This is a program conducting single stage Q-learning. Q-learning select optimal treatment option by fitting a regression model with treatment, feature variable and their interactions.The optimal treatment option is the the sign of the interaction term which maximize the predicted value from the regression.
Usage
Qlearning_Single(H, A, R, pentype = "lasso",m=4)
Arguments
H
a n by p matrix, n is the sample size, p is the number of feature variables.
A
a vector of n entries coded 1 and -1 for the treatment assignments
R
The vector of outcome variable, larger is more desirable.
pentype
The type of regression in Q-learning, 'lasso' is the default, using lasso regression; 'LSE' is the ordianry least square.
m
If pentype='lasso', the number of folds in cross validation for picking tuning parameter for lasso in cv.glmnet
Value
It returns a class of 'qlearn', that consists of two components:
cothe coefficient of the regression model, it is a 2p+2 vector.

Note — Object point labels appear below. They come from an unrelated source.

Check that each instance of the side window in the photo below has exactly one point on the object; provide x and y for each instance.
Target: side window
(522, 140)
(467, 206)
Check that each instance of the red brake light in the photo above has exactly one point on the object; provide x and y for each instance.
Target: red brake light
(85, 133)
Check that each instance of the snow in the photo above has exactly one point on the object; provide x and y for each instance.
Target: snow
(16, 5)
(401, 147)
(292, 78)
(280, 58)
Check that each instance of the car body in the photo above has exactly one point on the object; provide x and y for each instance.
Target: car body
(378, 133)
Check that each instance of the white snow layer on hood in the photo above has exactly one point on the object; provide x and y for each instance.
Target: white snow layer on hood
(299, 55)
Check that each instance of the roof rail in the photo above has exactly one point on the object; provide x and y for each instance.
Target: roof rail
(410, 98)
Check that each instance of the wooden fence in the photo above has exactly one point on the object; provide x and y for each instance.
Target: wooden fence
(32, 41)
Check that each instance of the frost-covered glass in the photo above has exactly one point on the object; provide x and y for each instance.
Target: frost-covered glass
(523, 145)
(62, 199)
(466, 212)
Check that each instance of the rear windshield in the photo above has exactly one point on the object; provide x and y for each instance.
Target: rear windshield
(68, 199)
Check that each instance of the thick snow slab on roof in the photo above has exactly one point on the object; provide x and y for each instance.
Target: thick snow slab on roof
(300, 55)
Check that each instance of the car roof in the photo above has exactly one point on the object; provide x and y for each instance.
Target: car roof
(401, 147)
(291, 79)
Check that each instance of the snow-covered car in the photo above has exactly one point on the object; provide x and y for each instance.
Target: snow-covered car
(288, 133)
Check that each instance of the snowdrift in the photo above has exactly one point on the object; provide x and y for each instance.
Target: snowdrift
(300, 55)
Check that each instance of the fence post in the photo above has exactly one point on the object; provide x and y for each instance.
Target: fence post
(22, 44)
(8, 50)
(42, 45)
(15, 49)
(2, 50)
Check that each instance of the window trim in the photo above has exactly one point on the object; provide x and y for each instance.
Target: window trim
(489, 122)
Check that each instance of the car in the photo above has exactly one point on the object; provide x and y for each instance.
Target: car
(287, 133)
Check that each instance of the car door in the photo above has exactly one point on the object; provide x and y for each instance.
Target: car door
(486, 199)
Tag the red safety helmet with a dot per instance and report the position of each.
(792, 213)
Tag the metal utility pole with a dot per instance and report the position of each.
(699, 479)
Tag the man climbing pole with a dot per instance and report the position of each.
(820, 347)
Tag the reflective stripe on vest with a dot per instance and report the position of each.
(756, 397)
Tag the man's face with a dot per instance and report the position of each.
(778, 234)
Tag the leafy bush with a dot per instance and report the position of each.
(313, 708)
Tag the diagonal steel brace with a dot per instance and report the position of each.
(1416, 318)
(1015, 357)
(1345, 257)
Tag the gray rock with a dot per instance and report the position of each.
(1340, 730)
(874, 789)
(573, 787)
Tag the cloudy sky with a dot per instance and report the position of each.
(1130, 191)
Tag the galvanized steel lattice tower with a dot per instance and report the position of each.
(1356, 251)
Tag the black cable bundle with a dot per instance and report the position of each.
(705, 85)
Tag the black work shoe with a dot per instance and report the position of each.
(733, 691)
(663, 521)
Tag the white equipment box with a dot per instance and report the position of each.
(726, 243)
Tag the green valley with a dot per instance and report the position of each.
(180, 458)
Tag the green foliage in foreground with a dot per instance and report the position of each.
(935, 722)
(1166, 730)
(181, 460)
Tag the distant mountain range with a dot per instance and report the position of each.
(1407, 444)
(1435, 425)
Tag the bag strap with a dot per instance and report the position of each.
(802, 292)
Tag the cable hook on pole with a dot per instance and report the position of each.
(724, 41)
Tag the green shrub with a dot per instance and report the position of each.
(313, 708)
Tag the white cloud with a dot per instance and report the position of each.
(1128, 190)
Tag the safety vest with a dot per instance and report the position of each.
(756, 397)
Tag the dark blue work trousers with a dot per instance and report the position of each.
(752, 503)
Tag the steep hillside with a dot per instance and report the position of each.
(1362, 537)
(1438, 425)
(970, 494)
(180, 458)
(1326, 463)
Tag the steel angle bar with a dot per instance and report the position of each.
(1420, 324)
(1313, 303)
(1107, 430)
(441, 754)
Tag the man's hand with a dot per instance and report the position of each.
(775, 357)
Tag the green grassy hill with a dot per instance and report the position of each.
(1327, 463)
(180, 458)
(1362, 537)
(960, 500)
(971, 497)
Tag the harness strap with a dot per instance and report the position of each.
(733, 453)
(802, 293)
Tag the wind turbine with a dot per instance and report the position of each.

The design matrix X=(Intercept, H, A, diag(A)*H)
QThe predicted optimal outcome from the regression model
References
Watkins, C. J. C. H. (1989). Learning from delayed rewards (Doctoral dissertation, University of Cambridge).
Murphy, S. A., Oslin, D. W., Rush, A. J., & Zhu, J. (2007). Methodological challenges in constructing effective treatment sequences for chronic psychiatric disorders. Neuropsychopharmacology, 32(2), 257-262.
Zhao, Y., Kosorok, M. R., & Zeng, D. (2009). Reinforcement learning design for cancer clinical trials. Statistics in medicine, 28(26), 3294.